In 1980, during cleaning tasks in the Iberian settlement of Castell (La Fosca, Palamós), a sheet of lead bent in half was found out of archaeological context.
It bore a seven-line inscription consisting of a total of 175 letters that formed 24 words separated by lines of three points arranged vertically. It is the longest Iberian language text found so far in Catalonia. It is written in the so-called north-eastern or Levantine Iberian script, which extended from the south of France to the south of the Valencian Country and took in the interior of Aragon. It can be dated to the 12th century BC.
Currently, we are able to read the Iberian script in any of its variants, i.e. the various alphabetic and syllabic signs that make it up can be transcribed, but we cannot translate it. Its phonetics are also well known, partially because inscriptions in the Iberian language have also been found written in Greek characters.
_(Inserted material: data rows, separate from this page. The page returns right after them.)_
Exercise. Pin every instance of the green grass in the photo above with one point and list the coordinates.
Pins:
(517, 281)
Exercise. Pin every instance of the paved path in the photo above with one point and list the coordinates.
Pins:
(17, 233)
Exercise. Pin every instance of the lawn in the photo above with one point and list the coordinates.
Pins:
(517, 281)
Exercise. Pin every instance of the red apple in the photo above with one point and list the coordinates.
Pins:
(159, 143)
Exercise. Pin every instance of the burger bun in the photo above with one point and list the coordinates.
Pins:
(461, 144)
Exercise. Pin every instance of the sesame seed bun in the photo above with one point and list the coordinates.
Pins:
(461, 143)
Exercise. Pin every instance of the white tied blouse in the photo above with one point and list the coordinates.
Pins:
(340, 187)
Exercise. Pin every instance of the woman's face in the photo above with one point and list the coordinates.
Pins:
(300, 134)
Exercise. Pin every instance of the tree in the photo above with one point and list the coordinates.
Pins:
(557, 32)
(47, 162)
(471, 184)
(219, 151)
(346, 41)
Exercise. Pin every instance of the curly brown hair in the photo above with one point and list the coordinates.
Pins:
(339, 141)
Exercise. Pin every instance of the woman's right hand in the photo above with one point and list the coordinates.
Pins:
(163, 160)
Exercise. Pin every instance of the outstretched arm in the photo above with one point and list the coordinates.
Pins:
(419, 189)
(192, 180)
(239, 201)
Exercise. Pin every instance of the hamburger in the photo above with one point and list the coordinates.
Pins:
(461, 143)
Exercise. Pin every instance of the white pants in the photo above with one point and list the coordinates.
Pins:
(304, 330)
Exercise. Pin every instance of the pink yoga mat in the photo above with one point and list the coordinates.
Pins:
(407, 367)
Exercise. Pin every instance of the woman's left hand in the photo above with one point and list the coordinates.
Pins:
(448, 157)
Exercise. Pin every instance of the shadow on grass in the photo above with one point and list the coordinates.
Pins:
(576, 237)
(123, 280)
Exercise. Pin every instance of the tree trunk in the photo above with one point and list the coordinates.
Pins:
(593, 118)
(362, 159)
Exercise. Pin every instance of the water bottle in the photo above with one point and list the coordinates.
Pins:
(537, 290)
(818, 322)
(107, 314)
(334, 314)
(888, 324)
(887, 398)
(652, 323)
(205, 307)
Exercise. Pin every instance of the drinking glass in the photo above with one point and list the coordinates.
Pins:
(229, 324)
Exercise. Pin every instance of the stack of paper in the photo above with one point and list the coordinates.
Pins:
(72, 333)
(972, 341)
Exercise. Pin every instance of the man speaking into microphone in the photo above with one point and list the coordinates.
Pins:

What we do not have for now is a bilingual text in the Iberian language and in Greek or Latin, the key that would definitively open the door to its understanding and to the world of which it was the expression.

Part of the inscription

The sheet is 17.5 cm long and 7.9 cm wide and between 0.6 and 0.8 mm thick. Part of the left side is missing due to it being less than carefully unrolled. This caused a significant loss of material in the lower middle part, severely affecting the last three lines of the inscription.